In the years Paris-Brest is run, you must complete a Super Randonneur series to qualify for it. Most domestic grand randonnees no longer have such a requirement, although you should always check event websites for what requirements, if any, there are for riders. It can also be useful to ride a complete Super Randonneur series the year before attempting a grand randonnee. You may find getting up and riding on the second day of the 600 challenge enough.

Stay Flexible

Keep stretching! As your muscles grow stronger, they tighten and pull on your tendons and ligaments, which don't gain strength as quickly as your muscles do. This can lead to tendonitis and even muscular-skeletal issues.

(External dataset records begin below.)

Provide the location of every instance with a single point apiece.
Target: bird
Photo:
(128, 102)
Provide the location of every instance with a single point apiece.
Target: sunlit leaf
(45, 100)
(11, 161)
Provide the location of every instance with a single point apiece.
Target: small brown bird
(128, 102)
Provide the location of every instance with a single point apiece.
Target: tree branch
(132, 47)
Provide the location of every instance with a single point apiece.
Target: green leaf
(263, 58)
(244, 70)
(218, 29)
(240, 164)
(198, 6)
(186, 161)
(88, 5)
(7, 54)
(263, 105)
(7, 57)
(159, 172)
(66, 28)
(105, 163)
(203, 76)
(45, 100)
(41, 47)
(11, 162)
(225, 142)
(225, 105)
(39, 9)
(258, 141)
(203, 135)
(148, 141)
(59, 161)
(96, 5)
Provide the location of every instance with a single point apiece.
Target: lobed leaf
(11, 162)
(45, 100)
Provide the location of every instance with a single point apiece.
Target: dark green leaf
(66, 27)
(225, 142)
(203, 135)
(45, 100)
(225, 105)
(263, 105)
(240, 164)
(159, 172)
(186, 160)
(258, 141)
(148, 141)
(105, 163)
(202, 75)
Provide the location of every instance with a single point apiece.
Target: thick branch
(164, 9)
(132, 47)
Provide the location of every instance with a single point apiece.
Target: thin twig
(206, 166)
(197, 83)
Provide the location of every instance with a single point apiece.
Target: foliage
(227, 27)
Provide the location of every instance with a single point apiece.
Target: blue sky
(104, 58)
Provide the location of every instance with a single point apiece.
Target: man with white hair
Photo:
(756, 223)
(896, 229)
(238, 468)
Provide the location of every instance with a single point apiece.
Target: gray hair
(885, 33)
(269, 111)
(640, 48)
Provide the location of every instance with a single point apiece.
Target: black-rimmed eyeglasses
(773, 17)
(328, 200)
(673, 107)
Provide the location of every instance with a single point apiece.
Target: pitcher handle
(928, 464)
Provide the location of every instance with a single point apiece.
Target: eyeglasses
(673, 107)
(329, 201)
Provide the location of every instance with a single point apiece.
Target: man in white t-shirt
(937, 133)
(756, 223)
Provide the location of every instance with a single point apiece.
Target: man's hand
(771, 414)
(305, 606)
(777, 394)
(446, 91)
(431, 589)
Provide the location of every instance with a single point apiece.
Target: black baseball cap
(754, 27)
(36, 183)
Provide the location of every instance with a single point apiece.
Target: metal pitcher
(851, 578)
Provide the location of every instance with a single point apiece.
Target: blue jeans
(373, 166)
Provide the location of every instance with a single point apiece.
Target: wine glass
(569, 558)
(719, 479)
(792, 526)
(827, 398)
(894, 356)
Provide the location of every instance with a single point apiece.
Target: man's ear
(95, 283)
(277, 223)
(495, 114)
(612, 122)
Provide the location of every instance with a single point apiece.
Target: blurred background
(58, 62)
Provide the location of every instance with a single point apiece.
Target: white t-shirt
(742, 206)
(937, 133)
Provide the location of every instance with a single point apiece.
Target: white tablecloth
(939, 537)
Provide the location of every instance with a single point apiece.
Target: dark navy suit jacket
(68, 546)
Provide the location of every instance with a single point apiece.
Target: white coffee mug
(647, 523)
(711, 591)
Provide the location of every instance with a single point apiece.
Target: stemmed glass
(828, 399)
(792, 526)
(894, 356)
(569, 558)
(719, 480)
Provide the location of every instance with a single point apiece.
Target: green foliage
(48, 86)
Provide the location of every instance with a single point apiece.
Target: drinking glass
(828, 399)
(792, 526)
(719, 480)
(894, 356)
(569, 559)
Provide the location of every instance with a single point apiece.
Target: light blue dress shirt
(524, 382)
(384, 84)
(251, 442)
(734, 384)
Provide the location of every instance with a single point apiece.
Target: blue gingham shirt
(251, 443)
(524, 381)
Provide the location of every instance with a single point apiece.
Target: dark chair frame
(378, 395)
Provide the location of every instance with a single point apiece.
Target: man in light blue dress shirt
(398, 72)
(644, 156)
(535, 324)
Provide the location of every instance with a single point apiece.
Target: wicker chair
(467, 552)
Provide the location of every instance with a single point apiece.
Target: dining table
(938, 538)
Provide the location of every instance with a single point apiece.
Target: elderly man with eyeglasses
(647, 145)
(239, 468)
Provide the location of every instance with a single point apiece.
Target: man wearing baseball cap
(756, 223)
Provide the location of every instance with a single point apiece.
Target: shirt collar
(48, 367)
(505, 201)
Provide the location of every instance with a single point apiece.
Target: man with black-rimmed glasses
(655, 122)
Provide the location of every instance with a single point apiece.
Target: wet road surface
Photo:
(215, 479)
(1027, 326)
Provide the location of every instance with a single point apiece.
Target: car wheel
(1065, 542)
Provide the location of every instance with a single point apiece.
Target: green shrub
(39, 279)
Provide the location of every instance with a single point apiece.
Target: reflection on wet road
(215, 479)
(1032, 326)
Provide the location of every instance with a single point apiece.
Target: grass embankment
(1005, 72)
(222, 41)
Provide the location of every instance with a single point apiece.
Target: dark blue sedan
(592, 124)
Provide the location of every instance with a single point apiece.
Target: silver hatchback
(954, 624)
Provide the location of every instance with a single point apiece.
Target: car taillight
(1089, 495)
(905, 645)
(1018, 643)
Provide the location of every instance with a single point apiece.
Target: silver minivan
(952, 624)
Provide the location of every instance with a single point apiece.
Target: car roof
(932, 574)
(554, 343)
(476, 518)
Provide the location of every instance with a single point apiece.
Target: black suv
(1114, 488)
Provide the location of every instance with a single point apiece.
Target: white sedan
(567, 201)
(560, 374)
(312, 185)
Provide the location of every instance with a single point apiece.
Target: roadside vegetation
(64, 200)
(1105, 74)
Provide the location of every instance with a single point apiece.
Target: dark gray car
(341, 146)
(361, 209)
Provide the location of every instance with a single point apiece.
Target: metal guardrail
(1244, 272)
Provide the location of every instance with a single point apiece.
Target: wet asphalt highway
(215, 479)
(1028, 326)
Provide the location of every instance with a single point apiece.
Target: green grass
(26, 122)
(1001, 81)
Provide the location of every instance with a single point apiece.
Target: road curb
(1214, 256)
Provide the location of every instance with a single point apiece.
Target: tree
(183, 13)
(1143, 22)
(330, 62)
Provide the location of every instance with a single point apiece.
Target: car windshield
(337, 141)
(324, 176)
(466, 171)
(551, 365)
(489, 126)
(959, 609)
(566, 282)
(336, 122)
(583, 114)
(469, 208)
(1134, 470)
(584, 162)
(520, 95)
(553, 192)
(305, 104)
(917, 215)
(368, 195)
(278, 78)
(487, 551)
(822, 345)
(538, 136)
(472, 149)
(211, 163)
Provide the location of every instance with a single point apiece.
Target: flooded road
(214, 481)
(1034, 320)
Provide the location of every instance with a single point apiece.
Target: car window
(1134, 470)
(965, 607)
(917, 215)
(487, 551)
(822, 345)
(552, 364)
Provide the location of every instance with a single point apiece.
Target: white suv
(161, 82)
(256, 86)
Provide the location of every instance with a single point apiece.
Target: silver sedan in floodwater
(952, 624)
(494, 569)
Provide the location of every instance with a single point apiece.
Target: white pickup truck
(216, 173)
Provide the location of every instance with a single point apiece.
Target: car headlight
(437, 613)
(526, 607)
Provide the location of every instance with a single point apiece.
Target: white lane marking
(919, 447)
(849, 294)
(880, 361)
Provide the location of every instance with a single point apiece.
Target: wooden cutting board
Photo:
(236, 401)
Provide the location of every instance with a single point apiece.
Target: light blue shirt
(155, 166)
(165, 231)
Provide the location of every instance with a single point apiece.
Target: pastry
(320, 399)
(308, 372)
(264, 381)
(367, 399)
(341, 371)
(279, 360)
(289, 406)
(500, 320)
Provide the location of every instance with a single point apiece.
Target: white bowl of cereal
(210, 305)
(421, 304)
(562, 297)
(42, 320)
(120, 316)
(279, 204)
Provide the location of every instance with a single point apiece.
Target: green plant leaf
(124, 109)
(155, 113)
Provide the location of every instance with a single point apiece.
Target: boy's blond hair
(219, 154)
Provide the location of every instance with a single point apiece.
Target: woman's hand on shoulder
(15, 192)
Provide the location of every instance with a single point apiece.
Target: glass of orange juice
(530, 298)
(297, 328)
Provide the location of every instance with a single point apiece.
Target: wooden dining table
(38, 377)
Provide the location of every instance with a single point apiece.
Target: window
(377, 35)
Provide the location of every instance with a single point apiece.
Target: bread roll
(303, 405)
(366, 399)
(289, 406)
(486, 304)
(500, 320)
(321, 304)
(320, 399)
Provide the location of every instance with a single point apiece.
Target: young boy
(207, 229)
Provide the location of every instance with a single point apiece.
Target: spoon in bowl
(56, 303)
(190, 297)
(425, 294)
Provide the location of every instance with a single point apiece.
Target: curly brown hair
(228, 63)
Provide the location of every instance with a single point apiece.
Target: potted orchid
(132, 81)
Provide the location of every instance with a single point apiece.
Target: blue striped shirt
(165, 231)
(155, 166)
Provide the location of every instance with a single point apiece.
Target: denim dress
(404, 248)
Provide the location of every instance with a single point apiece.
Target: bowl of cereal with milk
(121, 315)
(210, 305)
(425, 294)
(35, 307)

So work on your core strength and flexibility as much as possible. Take a pilates or yoga class if you can. Do weightlifting exercises that strength your core and stabilize your back. Above all, stretch as much as possible. It costs very little in money or time and does a world of good.

Intensity Matters

High-intensity interval training is an excellent way to build fitness not just for shorter events but also for the sort of long events we ride. But for it to work, you have to have a plan.

Fortunately, there are many books and articles on the subject. It's easy to find coaches, equipment such as trainers and power meters, and knowledge bases everywhere on the internet. The ultra-marathoners among us are perhaps the best source of information for DC Randonneurs, as they are a remarkably pleasant group and willing to entertain all sorts of questions. Post one to the listserv and see what sort of response you get.

Work on Your Technique

Too often, cycling injuries that get blamed on equipment are really the result of bad conditioning or technique. Schirmer's neck (muscle fatigue so intense that riders become unable to hold their head up unassisted) can happen to anyone, but you can train to avoid it by doing exercises that strength your shoulders or neck, such as pushups, or (as a doctor suggested to Bob Olsen) bouncing a basketball against a wall above your head, so you have to look up to see it.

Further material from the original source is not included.